Friday, December 17, 2010

9 to 5 to 9 - Writing With a Day Job

Writing would be so much easier to get done if it weren't for that pesky need to eat. 

If you're like nearly any burgeoning writer, you know that a few half-edited short stories don't exactly pay the bills. And by "don't exactly" I mean "ahaha, HAHA, haaa, No."  Meaning, in short, that a large portion of us work a large portion of each day for a large portion of the week on something other than writing.  When you consider the number of hours that go into a full-length novel, trying to squeeze it in between a workday and anything remotely resembling a social life becomes an experiment in non-Euclidian geometry.

Mind you, there are folks out there who make quite a good living writing, and not just the novelists.  Pieces of periodicals may not pay through the nose, but when your target is about 2000 words, the sky's the limit.  That said, until you've honed your writing ethic and sharpened your wit on the grindstone of failed experiments, it's difficult to guarantee yourself a reliable paycheck unless you happen to strike gold right out of the box.

Professional writing is honestly a lot like professional sports that way:  for every success story you see, there are tens of thousands of hopefuls who have gone wanting.  Even many who eventually succeed in the craft started their work while employed full-time as something entirely different.  Personally, I find it a lot easier to write when I'm not being interrupted every few minutes by a stomach crying out for a meal that consists of more than Japanese noodles.

The trouble is that work so often leaves you little room left to get any actual writing done.  It's rare that a job provides you with the space and tools to write; rarer still that it provide you with the time.  Waiting until your shift is up means cramming writing time in between the commute, a meal, and the time you need to be in bed so you can wake up tomorrow and do it all again.

It's a little like working while still in school:  you have two things you need to do every day, and you have to keep at them both to be successful and sustained.  Work is the thing that lets you keep paying to go to school, so given the choice, work always wins.  But sometimes it's worth it to risk coming in a few minutes late after spending an extra hour or two the night before preparing for your final.

School is the thing that gets you to bigger and brighter things one day.  Work is the thing that keeps you fed in the here-and-now.  It's the same way when it comes to writing.

If you're working, writing, and in school, god bless you, and what the hell are you doing wasting time online?  There's work to be done!

Time isn't the only limiting factor:  even a job that doesn't force you to work after hours can leave you exhausted half the time, or distracted enough with ongoing projects not to be able to focus on that next scene you have to sort out.  Add to this that you may, occasionally, want to talk to or even see other people, and your writing time has dried up to a pittance before it even began. 
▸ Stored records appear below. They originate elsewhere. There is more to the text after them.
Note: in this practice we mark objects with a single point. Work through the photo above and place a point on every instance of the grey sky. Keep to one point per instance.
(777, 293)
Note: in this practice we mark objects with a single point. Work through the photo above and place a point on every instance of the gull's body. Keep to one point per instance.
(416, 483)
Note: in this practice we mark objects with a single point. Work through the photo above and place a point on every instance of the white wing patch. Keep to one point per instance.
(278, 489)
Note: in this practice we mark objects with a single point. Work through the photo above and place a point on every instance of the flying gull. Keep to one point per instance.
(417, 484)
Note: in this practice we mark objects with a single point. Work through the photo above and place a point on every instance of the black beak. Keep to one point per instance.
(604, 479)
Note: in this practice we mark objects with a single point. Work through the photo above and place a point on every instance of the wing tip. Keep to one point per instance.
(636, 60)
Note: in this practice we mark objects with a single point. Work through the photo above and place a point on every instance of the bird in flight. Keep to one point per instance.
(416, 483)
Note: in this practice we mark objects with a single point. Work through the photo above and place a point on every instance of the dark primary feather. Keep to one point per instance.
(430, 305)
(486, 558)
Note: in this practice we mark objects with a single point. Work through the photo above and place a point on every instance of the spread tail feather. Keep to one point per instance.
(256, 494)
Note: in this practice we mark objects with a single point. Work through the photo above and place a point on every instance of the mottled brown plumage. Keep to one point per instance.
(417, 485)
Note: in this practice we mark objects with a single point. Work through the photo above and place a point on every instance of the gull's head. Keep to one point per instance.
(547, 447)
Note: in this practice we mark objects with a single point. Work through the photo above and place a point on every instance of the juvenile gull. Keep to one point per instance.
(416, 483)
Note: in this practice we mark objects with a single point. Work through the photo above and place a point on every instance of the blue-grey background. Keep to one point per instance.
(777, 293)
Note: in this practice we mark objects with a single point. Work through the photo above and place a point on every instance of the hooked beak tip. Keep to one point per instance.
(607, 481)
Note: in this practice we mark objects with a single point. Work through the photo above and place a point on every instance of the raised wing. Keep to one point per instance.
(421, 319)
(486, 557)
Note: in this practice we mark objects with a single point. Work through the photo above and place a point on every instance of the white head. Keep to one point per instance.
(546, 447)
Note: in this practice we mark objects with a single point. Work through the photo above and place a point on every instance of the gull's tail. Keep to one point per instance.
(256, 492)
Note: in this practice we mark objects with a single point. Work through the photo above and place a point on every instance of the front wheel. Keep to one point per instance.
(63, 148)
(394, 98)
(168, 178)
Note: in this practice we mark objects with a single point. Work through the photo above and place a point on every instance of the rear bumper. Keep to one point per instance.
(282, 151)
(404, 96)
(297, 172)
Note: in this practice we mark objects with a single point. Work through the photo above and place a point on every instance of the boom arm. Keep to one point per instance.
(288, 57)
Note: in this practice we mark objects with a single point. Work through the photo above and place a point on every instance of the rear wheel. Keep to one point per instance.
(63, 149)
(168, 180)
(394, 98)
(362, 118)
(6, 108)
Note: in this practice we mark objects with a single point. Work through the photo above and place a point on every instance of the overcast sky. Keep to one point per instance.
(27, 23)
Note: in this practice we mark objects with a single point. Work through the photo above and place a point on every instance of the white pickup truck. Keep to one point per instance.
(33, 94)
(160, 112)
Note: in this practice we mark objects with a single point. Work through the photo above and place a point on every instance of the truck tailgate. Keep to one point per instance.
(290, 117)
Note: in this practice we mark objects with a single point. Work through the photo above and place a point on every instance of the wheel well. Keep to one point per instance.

Often, the trick is to find a job that will either let you write during the day, or one that makes up for the difference in worth.  Working in customer service won't exactly give you hours of time for writing, but the number of colorful personalities you'll encounter form a ready mosaic to draw your character quirks from later, and there is a certain sense of justice in carving to stone the rank displeasure of those you least like dealing with, laid bare for generations to enjoy.

Even jobs that won't let you write on the clock (because, let's face it, you shouldn't.  Sure, it beats stealing office supplies, but the fact remains:  you were hired to do a job, and it should take precedence over that one fight scene that's been giving you so much trouble all week) will often allow you enough time at lunch to get in a page or two.

Eating alone rarely requires an hour's time.  Bring the food back to your desk or take a steno pad somewhere quiet and rattle off half a scene.  Do it every day for a month and you have about 15-20 thousand words without ever picking up a pen after hours.  That roughly equates to two novels a year.  On your lunch hour.

If you get vacation time, use it to take a writing day now and then.  Since your writing follows your schedule, you can take a day off in the middle of the season when everyone else is staying in the office because it's "just another week."  One good solid 9-to-5 day of writing can be the miracle that saves your deadline.  Don't be afraid to take a day when you need it.  If all goes well, one day you'll be in the habit of 8-hour writing days like these all year long.

In the meantime, don't quit your day job.